The Fibonacci trading strategies provides and allow the traders can measure the market pullback within the trending market as well as to find an opportunity in every cases. This drawing tool which is the fibonacci retracement, can be more useful in the trending market, especially for the traders that provides and abilities to measure the partial reversal. BUT, the range of the different retracement levels will provides use cases especially for the traders to capitalize on the different phases in a market price action.
It can be any of the types of pullback to perceive the move as a counter-trend retracement.
Here’s the two of the bestest strategies of the Fibonacci Trading:
The Shallow retracement strategy.
Undeniably, that this retracement is at the higher trending and a fast moving environment. Actually, the advantages or the benefit of using this strategy is more likely reducing the probability of the major losses, while also allowing substantial gains.
As you can see if that market is moving and growing fast following the given direction, then you do not see anything supports from the counter-move or any if the pullbacks and consolidation. Well, that would make any sense to enter highly trending markets within the consolidation phases or the retracements that provides a continuation pattern for both pennants and the flags.
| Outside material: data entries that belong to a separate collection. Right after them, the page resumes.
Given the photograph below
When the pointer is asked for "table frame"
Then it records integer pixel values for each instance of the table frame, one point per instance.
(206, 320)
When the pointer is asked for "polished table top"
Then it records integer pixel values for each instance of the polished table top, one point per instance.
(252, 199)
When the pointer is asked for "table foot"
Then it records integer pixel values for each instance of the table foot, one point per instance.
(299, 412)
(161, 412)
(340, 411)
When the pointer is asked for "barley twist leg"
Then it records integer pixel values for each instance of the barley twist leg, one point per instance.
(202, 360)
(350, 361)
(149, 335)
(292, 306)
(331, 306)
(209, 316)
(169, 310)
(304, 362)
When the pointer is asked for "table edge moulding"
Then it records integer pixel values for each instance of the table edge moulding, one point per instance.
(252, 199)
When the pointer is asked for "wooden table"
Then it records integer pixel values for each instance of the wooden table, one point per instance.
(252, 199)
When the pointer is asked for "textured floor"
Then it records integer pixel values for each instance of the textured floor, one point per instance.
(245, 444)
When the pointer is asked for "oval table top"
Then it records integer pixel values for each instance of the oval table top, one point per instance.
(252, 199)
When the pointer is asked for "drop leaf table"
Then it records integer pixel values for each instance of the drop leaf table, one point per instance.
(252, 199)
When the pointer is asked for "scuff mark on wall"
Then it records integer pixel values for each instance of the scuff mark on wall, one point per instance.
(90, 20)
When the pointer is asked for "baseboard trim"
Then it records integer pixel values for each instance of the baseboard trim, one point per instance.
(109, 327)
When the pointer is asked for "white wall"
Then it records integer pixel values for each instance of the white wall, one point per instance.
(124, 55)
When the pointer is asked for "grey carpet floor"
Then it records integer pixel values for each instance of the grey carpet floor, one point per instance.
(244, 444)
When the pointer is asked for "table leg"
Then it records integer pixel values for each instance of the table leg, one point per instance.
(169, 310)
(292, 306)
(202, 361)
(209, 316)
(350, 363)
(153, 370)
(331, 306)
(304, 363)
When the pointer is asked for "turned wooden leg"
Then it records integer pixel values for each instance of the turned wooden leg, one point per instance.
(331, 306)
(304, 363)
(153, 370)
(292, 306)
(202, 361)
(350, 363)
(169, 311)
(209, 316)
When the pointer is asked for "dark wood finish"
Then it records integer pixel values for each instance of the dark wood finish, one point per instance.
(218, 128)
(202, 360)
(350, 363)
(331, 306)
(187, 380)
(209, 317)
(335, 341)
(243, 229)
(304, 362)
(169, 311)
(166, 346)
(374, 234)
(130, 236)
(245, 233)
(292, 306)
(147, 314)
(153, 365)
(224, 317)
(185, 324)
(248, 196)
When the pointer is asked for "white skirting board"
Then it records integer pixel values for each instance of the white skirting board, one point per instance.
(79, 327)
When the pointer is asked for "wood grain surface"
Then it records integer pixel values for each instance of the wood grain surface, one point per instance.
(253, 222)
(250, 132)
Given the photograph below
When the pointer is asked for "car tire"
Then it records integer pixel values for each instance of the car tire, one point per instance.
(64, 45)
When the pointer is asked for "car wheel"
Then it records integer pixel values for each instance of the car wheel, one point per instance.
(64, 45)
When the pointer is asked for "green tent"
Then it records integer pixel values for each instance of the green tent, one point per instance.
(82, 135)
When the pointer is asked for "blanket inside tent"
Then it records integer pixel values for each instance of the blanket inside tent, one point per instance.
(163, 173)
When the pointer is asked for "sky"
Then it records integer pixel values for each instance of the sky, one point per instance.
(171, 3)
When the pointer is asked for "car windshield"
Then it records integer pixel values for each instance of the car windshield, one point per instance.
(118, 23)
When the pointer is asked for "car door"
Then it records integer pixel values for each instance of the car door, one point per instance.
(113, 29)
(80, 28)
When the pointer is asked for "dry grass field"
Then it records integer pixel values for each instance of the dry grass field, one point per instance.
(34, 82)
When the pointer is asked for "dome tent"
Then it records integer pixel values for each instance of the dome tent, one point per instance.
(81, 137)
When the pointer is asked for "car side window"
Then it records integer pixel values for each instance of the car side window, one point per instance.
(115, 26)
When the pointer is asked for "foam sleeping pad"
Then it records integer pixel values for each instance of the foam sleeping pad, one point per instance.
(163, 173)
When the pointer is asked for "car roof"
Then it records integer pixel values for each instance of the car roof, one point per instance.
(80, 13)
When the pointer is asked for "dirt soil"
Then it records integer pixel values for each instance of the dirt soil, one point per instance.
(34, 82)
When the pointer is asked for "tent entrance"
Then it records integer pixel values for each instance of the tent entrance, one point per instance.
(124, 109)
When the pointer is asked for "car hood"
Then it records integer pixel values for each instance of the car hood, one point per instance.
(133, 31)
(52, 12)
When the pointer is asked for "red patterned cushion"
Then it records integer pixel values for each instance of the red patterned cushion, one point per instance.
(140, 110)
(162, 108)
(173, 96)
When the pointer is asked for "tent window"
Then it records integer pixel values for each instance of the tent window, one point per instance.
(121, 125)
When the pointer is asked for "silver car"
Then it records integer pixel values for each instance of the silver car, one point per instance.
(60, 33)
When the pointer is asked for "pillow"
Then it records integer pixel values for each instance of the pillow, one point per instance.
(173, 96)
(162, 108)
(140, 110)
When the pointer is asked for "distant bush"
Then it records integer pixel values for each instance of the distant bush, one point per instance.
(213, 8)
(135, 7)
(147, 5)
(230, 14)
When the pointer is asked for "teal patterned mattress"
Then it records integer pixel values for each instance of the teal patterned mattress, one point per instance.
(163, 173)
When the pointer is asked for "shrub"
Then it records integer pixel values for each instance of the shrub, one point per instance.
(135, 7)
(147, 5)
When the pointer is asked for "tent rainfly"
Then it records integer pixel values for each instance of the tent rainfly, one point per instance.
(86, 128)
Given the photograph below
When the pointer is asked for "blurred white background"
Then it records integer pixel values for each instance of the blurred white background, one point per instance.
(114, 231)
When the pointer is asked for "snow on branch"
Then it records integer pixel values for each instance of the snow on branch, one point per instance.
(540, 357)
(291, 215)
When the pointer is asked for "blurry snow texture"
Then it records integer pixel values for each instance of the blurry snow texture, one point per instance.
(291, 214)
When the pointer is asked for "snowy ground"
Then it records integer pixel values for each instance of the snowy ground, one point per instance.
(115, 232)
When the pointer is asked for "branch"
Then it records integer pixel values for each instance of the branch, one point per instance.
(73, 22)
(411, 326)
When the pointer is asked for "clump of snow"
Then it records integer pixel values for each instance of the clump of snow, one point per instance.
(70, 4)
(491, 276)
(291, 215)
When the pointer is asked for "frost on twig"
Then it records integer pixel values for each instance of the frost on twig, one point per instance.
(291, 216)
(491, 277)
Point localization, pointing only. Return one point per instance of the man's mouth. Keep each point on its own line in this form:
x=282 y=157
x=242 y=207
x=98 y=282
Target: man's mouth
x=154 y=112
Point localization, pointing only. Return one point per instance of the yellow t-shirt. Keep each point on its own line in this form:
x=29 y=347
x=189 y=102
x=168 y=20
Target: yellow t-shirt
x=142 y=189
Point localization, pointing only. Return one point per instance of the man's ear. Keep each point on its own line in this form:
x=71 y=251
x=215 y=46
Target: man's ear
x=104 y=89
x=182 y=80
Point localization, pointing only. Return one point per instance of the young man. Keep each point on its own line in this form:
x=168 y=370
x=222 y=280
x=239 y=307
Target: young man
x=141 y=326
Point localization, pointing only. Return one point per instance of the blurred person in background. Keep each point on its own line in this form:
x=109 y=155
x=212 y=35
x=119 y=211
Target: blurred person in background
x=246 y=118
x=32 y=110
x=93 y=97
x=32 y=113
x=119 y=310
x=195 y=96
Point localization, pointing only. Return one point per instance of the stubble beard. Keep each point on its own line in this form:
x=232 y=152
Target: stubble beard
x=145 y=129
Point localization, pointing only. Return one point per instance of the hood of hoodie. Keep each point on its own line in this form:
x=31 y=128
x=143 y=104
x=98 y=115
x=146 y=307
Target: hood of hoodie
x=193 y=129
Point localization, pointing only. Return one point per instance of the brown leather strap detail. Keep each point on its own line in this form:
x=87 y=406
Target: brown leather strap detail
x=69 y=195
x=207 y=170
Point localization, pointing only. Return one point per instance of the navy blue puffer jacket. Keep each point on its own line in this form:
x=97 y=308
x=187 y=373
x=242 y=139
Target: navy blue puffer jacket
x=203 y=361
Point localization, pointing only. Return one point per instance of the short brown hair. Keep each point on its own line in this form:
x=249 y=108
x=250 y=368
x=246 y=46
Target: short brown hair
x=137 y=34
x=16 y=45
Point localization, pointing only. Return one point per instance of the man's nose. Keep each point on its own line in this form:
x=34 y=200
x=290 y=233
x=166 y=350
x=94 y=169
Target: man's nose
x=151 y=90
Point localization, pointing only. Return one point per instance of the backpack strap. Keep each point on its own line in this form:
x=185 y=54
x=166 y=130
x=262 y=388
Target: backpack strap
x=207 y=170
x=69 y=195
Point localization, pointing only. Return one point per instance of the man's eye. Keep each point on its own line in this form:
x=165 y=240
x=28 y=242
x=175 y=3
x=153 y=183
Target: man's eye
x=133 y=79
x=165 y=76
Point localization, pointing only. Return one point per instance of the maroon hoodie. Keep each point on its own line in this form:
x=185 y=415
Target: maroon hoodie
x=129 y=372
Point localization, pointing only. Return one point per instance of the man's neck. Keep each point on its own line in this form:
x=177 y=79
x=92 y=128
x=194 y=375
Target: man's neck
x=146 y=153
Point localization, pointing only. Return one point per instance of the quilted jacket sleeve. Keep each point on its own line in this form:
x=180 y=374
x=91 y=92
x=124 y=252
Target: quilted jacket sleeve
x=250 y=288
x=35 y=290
The Deep retracement strategy.
This is the another strategy of using the Fibonacci tools in order to gain an advantage in a trading opportunity. Truthfully, it is so important to take a trade more closer to your stop loss, why? It is because that this trade is being taken by the Fibonacci level itself. It is such an opportunity to take trades specifically at the deeper levels come from the trending market. It would be making any sense that this deeper retracement comes at the point by which the counter-trend opinion significantly enough to cause pullbacks.